Delidir, ne dese yeridir
Aralarında pek de şefkatli bir ilişki olmayan kızkardeşlerin her biri diğerine diş bilerken, en genç ve güzelleri olan Adela, Pepe’ye olan tutkusunun “kurbanı” oluyor.
Çünkü, oyunda çeşitli vesilelerle vurgulandığı gibi, arzularına gem vuramayan kadının sonu feci olacaktır.
Bir tek anneanne Maria Josefa haykırabilir kızların bastırılmış duygularını, ama o da “delidir” zaten, ne dese yeridir... Susturulamasa da kapatılır, komşuların görmeyeceği şekilde üzerine kilit vurulur.
“Bernarda Alba’nın Evi”, Franco rejiminin, yaklaşan çizme seslerinin boğucu atmosferini bir eve sığdırıyor. Kızları üzerinde kurduğu diktatörlükle özelde Franco’yla, genelde tüm iktidar sahipleriyle özdeşleştiriliyor oyunun ana karakteri Bernarda.
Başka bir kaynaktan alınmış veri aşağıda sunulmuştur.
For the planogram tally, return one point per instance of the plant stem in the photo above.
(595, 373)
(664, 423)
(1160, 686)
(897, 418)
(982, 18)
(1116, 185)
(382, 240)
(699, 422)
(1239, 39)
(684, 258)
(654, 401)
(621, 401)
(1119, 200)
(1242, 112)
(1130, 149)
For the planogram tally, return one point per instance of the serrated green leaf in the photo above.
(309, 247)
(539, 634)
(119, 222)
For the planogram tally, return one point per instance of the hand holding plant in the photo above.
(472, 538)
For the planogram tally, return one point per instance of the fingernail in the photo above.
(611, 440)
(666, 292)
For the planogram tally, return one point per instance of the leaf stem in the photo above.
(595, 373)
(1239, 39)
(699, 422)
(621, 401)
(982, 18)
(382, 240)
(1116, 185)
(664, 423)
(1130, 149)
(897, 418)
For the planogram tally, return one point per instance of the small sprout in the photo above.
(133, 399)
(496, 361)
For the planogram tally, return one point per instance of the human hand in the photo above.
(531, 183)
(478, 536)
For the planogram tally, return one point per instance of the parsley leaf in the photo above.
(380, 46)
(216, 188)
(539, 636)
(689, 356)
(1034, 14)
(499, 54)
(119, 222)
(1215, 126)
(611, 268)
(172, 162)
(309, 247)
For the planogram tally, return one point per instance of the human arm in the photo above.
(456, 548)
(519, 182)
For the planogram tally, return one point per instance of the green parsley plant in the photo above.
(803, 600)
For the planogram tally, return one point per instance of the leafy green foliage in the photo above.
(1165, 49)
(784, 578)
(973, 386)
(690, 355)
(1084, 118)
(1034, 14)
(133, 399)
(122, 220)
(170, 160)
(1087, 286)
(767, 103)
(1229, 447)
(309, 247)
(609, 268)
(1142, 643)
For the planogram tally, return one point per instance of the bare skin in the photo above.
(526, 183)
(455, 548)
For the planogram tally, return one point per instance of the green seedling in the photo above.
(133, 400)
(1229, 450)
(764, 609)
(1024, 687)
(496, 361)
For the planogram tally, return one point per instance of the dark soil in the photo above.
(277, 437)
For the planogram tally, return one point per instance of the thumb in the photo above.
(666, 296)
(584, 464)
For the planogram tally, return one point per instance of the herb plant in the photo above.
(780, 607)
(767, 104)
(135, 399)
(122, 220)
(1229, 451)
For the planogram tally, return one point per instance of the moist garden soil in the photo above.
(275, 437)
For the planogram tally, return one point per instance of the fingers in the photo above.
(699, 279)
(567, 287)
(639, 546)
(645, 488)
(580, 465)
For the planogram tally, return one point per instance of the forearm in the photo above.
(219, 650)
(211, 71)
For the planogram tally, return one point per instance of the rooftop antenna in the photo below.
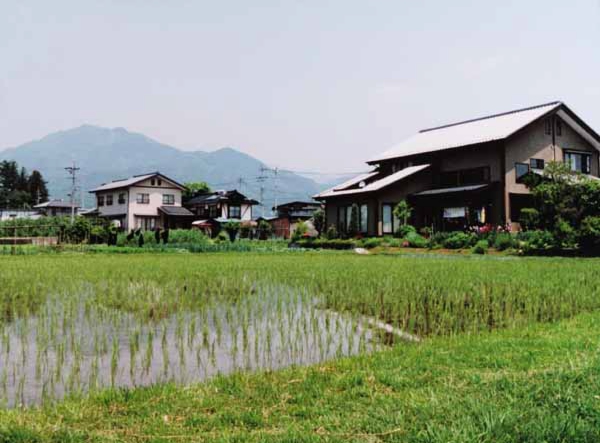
(72, 170)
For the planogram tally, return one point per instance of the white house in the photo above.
(144, 202)
(222, 205)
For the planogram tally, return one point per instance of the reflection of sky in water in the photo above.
(51, 355)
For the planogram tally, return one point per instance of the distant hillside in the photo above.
(107, 154)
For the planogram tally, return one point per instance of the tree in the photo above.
(193, 189)
(353, 226)
(403, 211)
(232, 228)
(319, 221)
(37, 187)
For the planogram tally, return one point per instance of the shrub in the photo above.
(416, 241)
(370, 243)
(589, 235)
(529, 218)
(232, 228)
(325, 244)
(503, 241)
(404, 230)
(459, 240)
(480, 247)
(331, 232)
(536, 240)
(300, 231)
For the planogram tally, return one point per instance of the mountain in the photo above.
(105, 154)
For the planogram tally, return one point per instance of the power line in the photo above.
(72, 170)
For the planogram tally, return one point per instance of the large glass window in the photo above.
(342, 219)
(387, 223)
(579, 161)
(521, 170)
(143, 199)
(364, 218)
(234, 211)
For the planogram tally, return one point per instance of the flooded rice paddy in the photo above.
(77, 347)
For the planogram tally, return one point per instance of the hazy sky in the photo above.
(305, 85)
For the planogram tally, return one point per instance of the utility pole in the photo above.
(261, 179)
(72, 170)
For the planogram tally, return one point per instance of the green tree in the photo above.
(37, 187)
(192, 189)
(353, 226)
(403, 211)
(319, 221)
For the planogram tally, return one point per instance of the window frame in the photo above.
(548, 126)
(363, 224)
(519, 177)
(536, 162)
(239, 211)
(583, 154)
(383, 222)
(142, 198)
(168, 201)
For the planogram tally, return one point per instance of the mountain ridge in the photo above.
(106, 154)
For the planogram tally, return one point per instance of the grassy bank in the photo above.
(536, 384)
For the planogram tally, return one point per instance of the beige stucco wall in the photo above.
(535, 143)
(131, 208)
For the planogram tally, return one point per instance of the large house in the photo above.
(465, 174)
(144, 202)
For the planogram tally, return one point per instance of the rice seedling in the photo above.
(78, 323)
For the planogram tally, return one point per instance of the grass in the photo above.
(511, 349)
(537, 384)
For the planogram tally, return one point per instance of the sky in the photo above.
(304, 85)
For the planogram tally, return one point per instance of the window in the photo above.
(342, 219)
(146, 223)
(521, 170)
(464, 177)
(234, 211)
(387, 225)
(579, 161)
(536, 163)
(364, 218)
(143, 199)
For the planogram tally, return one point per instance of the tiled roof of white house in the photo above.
(470, 132)
(374, 185)
(126, 182)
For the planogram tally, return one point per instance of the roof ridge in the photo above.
(490, 116)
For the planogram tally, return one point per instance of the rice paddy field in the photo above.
(306, 346)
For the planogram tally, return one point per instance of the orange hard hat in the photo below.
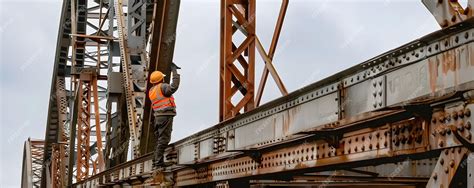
(156, 76)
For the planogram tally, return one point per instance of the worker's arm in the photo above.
(169, 89)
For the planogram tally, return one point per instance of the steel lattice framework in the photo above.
(403, 118)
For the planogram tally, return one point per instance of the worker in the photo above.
(164, 109)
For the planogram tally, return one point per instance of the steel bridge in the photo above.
(401, 119)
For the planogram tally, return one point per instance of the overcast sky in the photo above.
(319, 38)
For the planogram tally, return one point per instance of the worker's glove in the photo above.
(174, 66)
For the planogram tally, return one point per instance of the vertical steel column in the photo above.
(232, 79)
(83, 126)
(60, 149)
(136, 41)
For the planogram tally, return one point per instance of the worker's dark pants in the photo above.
(162, 127)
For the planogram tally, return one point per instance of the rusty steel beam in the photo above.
(162, 43)
(230, 76)
(268, 58)
(33, 154)
(385, 121)
(449, 12)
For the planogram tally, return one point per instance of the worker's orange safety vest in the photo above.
(160, 102)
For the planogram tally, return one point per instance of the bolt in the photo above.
(396, 141)
(419, 138)
(409, 127)
(442, 132)
(403, 139)
(441, 119)
(409, 139)
(402, 128)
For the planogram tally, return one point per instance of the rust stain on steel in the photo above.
(433, 72)
(442, 65)
(448, 62)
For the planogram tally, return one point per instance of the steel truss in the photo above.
(358, 124)
(424, 127)
(95, 37)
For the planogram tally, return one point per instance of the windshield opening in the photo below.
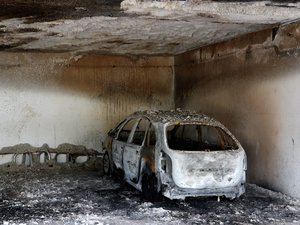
(197, 137)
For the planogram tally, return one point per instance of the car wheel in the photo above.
(149, 188)
(106, 163)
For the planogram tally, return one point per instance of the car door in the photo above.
(121, 139)
(133, 149)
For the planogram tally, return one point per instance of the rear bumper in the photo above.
(182, 193)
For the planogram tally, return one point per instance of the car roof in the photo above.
(178, 115)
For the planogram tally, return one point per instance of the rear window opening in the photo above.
(197, 137)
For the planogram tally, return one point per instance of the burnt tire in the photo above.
(150, 188)
(106, 163)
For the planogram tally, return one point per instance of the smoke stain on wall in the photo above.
(244, 83)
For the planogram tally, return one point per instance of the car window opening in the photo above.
(196, 137)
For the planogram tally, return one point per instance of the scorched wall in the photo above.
(251, 84)
(57, 98)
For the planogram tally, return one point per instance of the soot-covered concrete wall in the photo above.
(251, 84)
(56, 98)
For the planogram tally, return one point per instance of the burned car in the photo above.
(176, 154)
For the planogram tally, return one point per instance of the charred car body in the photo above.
(177, 154)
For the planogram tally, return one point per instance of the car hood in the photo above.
(201, 170)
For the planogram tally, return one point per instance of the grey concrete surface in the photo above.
(74, 197)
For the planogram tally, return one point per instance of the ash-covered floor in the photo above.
(74, 197)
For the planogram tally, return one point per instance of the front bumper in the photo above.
(182, 193)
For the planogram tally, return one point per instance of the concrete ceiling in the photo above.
(132, 26)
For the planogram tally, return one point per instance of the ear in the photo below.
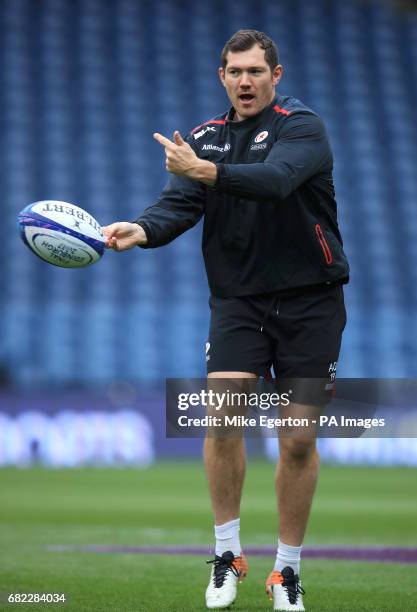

Tüm ataerkil değerlerin, “Kadının yeri evidir” diyen baskıcı törelerin, şiddetin temsilcisi.
Oyunu Katolik öğelerden mümkün olduğunca arındırarak bağnazlığın evrenselliğinin altını çizmeyi seçen Engin Alkan, kasvetli olmasıyla bilinen “Bernarda Alba”dan alışılmışın dışında dinamik, renkli bir oyun çıkarma yoluna gitmiş. İyi de etmiş, din baskısı-tör-askeri rejim kıskacında sıkışmış insanların öyküsü zaten yeterince boğucu ve 'tanıdık’.